Wolfram numbers

Due to his contributions to their study in the early 1980s, the 1D, r=1, k=2 automata seem to have become associated with the name of Stephen Wolfram.

Consequently the family of the 256 "elementary" cellular automata have come to be known as "Wolfram rules", and the numbers associated with each rule are now often known as "Wolfram numbers".

The Wolfram numbering scheme for his simple cellular automata is described in his 1983 paper, "Statistical Mechanics of Cellular Automata". This paper has been reprinted in the book of his collected papers, entitled "Cellular Automata and Complexity" (Addison Wesley, 1994).

Essentially the idea is to find the states corresponding to neigbourhoods containing "111", "110", "101", "100", "011", "010", "001" and "000". These are then written down in order, and interpreted as an 8-bit binary number.
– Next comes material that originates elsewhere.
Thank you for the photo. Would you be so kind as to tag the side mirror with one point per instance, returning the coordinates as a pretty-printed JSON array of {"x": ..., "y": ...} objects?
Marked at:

For example, the rule described by: "111 -> 0", "110 -> 0", "101 -> 0", "100 -> 1", "011 -> 1", "010 -> 1", "001 -> 1" and "000 ->0", has an associate rule number of bin_00011110, which is equal to 2 + 4 + 8 + 16, which is 30 - so this is "rule 30".

Diagram of dependencies of an r=1, 1D cellular automata:

Illustration of how the number of rule 30 is derived from its behaviour:

Wolfram appears not to have been directly responsible for his name becoming associated with these automata, or their numbering scheme.